Of course, my moment of confusion pales in comparison to a much more famous Limerick example of the genre. It’s a story that has gone down in Irish journalistic lore. Sam Allardyce, not yet famous, had just been appointed as manager of the local League of Ireland soccer club and paid a visit to the offices of the local newspaper.
Something got lost in translation, because Limerick Leader sports editor Cormac Liddy thought he was talking not to Big Sam but to John Alderdice, leader of the Northern Ireland Alliance Party. “Tell me,” he asked the future England manager, “are you ever going to sort out the Troubles up there?”

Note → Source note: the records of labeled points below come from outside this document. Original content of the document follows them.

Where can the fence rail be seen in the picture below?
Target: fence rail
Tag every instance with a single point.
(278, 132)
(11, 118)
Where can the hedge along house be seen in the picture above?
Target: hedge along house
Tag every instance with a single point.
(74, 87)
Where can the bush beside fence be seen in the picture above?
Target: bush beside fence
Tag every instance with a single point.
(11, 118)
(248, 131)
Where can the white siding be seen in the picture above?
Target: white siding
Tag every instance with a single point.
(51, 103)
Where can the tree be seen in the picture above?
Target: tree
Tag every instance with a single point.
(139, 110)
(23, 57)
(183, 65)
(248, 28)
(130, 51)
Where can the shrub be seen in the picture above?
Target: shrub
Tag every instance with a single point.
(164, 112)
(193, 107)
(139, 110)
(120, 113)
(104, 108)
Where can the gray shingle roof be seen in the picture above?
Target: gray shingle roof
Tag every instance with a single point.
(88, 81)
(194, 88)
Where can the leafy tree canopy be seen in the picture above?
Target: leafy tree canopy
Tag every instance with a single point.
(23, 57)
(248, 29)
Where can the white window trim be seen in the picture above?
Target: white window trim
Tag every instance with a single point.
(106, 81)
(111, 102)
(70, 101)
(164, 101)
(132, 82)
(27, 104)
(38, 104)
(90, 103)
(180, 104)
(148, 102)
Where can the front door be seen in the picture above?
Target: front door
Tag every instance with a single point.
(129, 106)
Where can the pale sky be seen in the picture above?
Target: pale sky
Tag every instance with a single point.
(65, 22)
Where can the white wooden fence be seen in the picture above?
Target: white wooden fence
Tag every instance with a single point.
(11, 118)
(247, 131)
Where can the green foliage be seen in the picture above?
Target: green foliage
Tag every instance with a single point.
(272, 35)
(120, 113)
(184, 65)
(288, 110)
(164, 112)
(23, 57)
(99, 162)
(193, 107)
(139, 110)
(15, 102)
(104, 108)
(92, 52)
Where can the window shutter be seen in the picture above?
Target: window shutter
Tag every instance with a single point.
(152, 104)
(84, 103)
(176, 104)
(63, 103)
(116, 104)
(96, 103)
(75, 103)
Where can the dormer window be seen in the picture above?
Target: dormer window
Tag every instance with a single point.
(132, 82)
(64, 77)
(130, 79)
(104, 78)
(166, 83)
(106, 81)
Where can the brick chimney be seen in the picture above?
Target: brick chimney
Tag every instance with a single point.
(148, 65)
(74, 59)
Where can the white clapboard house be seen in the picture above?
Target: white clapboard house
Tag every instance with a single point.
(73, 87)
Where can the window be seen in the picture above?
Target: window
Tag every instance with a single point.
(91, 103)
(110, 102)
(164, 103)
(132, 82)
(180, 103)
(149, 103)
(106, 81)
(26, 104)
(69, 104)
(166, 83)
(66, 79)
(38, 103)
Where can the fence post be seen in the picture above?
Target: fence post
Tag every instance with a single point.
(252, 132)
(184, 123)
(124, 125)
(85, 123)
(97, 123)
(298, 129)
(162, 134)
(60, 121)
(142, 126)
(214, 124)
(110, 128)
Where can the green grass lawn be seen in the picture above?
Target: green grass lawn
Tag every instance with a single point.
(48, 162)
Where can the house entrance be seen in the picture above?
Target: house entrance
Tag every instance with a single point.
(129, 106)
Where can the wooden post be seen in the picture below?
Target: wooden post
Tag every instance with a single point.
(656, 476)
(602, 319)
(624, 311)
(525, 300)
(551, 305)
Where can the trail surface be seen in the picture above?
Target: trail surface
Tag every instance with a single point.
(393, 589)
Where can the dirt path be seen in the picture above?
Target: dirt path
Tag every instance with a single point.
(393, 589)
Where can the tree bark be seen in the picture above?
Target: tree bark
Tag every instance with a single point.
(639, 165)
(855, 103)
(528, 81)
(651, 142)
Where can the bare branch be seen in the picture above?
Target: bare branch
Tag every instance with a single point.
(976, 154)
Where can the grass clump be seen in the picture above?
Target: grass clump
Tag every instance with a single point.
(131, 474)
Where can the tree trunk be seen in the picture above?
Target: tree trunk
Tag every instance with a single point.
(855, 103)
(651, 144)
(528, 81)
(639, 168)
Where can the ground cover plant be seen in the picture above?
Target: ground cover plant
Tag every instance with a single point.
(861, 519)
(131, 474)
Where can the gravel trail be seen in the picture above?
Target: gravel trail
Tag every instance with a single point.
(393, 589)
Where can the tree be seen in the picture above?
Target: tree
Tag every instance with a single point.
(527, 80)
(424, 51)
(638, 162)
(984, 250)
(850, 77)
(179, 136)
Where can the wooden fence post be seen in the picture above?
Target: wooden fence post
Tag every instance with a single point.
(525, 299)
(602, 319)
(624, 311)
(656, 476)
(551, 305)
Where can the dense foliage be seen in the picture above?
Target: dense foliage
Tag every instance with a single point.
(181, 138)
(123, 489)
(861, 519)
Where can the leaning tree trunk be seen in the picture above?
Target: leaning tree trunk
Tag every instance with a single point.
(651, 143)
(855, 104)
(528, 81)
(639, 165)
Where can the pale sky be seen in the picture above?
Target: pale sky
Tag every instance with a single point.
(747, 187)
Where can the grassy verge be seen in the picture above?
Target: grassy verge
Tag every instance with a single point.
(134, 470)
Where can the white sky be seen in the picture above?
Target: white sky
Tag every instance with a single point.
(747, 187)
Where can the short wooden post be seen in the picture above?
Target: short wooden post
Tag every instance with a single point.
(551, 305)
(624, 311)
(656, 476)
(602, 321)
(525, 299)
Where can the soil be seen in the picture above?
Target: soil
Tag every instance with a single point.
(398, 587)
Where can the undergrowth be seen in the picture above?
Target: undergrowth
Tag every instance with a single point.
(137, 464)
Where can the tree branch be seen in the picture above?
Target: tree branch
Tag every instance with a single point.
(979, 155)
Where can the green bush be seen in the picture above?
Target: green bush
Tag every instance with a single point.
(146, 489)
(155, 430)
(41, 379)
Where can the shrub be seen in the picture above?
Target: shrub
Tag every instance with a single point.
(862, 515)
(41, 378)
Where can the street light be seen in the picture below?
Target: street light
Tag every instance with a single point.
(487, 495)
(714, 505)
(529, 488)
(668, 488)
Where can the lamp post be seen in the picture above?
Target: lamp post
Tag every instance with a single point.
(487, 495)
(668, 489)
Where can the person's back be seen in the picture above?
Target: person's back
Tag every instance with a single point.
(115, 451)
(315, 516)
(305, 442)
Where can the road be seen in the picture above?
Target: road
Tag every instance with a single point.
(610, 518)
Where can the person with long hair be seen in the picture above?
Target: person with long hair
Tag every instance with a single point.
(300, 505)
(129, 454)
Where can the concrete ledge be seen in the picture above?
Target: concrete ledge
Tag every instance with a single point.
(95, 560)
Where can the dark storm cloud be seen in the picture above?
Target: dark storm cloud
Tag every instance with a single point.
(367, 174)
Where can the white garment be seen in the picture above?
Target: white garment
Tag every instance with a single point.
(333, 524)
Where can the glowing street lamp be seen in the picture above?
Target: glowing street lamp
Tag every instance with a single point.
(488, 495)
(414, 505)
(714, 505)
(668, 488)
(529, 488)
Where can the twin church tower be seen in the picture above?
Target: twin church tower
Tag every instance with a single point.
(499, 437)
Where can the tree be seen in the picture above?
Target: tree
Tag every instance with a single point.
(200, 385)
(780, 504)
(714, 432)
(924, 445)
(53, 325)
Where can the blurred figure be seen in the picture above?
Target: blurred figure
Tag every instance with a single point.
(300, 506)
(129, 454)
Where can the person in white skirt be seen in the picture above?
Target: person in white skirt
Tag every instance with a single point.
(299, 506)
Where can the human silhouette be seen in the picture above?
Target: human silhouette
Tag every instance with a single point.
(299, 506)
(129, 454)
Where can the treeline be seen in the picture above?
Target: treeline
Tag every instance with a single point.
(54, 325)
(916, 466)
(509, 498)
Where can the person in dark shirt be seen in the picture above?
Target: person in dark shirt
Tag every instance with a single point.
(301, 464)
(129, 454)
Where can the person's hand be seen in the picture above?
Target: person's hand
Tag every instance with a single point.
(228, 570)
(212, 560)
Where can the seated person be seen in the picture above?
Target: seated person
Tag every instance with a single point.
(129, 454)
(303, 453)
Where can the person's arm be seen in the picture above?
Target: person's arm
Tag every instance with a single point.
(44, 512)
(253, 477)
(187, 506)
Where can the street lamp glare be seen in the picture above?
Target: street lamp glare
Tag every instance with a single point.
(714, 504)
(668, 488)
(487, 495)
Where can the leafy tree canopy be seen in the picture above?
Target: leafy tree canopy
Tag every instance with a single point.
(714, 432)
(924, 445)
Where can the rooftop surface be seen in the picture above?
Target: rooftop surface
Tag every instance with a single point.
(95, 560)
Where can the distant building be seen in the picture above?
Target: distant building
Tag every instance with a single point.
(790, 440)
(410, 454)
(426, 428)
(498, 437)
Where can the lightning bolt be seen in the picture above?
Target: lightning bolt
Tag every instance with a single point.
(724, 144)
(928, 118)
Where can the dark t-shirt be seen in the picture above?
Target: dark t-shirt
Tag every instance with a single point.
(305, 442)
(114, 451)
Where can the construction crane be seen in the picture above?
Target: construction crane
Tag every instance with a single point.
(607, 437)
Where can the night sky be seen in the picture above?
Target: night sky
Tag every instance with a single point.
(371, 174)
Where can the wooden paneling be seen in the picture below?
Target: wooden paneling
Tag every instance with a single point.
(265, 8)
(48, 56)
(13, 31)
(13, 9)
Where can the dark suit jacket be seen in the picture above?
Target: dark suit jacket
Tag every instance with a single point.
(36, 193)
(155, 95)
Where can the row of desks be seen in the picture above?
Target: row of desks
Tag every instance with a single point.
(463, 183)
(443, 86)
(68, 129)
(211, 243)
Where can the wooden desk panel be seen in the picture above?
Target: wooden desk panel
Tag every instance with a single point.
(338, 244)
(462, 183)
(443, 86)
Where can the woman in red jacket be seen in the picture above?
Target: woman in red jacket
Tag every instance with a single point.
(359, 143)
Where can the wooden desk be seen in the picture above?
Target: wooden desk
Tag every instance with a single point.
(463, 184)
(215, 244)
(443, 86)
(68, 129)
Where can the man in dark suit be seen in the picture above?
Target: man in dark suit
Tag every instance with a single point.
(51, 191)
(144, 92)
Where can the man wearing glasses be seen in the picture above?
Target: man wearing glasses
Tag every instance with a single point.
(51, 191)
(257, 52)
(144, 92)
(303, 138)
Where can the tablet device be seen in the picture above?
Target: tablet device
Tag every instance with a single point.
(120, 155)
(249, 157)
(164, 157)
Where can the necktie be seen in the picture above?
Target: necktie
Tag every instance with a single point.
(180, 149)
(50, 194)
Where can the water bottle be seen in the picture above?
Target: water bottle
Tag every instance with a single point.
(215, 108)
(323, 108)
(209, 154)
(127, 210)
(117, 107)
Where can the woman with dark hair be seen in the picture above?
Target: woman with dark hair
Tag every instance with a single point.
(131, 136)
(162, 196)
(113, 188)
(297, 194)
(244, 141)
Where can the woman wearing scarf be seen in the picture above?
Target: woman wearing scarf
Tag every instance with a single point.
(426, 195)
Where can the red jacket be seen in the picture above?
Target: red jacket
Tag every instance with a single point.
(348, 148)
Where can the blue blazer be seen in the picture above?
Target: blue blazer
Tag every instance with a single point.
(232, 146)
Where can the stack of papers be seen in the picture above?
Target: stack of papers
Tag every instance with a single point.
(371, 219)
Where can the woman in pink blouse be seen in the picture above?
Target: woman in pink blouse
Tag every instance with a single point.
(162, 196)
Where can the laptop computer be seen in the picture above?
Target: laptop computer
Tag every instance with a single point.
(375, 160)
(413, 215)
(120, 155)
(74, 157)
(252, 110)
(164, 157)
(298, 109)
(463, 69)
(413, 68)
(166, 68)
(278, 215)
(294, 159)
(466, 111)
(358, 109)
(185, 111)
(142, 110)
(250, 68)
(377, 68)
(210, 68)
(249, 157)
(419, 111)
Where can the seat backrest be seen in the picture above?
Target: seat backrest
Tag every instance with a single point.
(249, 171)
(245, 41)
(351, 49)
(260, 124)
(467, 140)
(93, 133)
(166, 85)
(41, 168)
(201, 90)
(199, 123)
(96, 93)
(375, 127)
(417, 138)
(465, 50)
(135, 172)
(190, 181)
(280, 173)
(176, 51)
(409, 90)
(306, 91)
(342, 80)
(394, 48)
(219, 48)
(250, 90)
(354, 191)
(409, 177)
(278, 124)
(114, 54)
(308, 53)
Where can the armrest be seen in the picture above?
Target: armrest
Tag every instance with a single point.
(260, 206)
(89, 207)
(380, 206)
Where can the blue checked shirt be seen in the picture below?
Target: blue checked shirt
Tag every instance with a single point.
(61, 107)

The Troubles may be over. But what Eamonn O’Molloy called Mayo’s ‘blend of heroic commitment and exasperating lapses’ is still very much with us. O’Molloy wrote those words for the Irish Post in 2014, after our last championship victory over Cork, and the subsequent semi-final draw against Kerry. But they could just as easily have been penned to describe Saturday’s epic. Does anyone else have déjà vu?